The increasing complexity of modern technologies carried out a huge production of data, whose related warehouse management and the need to optimize analysis and mining procedures lead to a change in concept on modern science. Classical data exploration, based on local user own data storage and limited computing infrastructures, is no more efficient in the case of MDS, worldwide spread over inhomogeneous data centres and requiring teraflop processing power.
In this context modern experimental and observational science requires a good understanding of computer science, network infrastructures, Data Mining, etc. i.e. of all those techniques which fall into the domain of the so called e-science (recently assessed also by the Fourth Paradigm of Science).
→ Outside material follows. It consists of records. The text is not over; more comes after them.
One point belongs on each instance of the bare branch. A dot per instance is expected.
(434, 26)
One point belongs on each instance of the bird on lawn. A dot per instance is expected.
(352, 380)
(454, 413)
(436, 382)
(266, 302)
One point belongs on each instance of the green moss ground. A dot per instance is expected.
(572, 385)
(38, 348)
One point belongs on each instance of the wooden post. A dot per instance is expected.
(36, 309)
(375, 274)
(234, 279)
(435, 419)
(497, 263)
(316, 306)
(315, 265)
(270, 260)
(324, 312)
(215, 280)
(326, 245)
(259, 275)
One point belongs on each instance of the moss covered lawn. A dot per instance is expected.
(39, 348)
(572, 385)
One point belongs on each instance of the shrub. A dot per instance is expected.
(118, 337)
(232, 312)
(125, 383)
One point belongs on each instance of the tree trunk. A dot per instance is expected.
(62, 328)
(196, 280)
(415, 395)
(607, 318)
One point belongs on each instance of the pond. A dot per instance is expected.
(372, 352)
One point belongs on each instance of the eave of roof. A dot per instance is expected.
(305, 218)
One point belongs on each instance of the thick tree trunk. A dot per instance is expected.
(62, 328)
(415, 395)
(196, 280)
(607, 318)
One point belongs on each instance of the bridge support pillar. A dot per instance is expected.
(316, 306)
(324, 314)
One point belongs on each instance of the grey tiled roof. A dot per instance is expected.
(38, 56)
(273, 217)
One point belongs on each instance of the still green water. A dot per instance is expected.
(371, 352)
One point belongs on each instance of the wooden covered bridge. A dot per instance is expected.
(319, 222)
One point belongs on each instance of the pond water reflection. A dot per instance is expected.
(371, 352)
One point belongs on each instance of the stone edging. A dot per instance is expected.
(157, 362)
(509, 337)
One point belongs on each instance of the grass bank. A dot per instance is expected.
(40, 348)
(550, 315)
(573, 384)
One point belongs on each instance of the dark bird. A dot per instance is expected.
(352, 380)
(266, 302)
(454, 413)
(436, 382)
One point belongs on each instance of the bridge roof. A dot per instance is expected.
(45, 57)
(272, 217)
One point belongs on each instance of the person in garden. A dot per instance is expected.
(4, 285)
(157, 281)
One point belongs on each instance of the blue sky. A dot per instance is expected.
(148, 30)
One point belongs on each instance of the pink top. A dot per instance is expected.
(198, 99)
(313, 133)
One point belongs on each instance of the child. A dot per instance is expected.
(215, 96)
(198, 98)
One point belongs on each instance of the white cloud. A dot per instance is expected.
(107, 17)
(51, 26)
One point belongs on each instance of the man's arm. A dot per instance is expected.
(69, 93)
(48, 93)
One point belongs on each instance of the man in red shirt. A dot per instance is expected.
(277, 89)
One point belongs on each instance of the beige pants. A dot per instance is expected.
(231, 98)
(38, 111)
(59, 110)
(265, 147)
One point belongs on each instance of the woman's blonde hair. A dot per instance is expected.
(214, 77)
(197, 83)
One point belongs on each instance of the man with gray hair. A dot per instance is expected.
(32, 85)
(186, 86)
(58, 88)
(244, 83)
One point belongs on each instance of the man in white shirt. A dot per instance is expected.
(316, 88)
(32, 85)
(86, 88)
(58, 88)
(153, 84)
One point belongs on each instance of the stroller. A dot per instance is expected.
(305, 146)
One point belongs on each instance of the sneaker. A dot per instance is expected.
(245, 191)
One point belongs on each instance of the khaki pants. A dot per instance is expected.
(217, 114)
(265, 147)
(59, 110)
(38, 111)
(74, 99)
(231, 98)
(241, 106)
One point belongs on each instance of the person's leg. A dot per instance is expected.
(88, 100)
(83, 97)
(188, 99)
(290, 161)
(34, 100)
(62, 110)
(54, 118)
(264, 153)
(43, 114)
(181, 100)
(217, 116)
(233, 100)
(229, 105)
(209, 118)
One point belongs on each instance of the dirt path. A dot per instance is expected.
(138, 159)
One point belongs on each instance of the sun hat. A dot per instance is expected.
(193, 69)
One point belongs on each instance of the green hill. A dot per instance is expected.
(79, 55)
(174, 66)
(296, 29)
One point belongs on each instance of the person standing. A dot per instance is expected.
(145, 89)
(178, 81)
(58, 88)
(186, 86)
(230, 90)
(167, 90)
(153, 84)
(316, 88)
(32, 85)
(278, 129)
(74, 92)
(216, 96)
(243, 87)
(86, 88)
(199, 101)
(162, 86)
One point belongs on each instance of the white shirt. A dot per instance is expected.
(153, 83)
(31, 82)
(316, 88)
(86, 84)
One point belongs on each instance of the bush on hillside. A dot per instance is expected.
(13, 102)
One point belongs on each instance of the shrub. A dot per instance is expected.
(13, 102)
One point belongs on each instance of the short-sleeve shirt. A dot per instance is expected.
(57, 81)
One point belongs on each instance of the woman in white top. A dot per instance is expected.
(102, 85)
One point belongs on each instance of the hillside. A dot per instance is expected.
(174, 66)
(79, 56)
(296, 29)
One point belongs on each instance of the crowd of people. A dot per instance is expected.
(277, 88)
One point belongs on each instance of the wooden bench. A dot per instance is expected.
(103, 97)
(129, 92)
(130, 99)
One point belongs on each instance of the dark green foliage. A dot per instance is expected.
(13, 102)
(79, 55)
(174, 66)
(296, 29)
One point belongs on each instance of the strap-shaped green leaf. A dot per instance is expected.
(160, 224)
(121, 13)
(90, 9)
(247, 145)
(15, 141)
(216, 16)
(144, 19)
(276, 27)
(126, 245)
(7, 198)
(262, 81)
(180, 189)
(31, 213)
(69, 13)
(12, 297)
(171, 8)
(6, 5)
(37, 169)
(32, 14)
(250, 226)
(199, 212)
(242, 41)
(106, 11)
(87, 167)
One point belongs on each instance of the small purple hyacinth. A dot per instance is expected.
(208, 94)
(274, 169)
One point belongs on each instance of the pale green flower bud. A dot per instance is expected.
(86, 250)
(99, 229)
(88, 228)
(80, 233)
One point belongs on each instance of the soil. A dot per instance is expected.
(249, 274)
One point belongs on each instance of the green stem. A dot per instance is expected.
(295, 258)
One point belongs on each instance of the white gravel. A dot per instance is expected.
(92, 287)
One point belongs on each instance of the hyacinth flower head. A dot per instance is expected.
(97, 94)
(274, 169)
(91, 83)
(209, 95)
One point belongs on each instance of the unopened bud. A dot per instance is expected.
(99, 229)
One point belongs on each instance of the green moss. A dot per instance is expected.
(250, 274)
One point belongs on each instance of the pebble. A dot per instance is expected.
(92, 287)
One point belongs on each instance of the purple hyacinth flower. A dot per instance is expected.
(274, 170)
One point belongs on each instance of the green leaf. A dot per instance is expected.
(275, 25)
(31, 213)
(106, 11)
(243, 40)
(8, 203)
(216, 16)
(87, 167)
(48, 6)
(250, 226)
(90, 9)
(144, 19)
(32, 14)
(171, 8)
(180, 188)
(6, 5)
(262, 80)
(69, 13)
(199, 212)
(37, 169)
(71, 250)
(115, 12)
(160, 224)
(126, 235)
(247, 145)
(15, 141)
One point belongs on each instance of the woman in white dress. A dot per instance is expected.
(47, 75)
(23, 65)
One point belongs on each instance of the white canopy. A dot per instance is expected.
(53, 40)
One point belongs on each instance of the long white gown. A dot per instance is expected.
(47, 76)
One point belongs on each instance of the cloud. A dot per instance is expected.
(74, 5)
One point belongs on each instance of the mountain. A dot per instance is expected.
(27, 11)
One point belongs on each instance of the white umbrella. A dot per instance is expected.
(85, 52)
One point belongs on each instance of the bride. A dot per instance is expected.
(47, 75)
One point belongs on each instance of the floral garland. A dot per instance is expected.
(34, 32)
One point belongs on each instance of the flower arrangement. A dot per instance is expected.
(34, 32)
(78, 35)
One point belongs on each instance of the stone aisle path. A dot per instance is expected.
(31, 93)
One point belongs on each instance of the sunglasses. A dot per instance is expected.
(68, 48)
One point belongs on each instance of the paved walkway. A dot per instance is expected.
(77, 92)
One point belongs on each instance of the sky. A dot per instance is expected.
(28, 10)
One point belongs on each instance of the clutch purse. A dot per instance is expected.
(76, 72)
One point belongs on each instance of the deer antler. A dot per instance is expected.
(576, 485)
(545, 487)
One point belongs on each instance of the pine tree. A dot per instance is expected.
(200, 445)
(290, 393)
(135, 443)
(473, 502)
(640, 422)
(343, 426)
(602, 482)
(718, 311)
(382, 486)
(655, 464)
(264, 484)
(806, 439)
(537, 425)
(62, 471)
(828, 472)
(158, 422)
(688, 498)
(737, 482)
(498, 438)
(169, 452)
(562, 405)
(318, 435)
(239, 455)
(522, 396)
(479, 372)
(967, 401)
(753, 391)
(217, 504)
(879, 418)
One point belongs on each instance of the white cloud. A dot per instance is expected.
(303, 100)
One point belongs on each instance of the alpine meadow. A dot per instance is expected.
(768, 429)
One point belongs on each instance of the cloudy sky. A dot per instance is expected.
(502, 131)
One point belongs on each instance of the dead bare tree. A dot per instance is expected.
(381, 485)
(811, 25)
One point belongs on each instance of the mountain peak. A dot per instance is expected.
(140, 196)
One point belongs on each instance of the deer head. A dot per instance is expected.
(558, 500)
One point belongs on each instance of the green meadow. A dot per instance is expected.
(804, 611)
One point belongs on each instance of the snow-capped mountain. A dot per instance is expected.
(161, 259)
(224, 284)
Such understanding is almost completely absent in the older generations of scientists and this reflects in the inadequacy of most academic and research programs. A paradigm shift is needed: statistical pattern recognition, object oriented programming, distributed computing, parallel programming need to become an essential part of scientific background.
A possible practical solution is to provide the research community with easy-to understand, easy-to-use tools, based on the Web 2.0 technologies and Machine Learning methodology. Tools where almost all the complexity is hidden to the final user, but which are still flexible and able to produce efficient and reliable scientific results. All these considerations will be described in the detail in the chapter. Moreover, examples of modern applications offering to a wide variety of e-science communities a large spectrum of computational facilities to exploit the wealth of available massive data sets and powerful machine learning and statistical algorithms will be also introduced.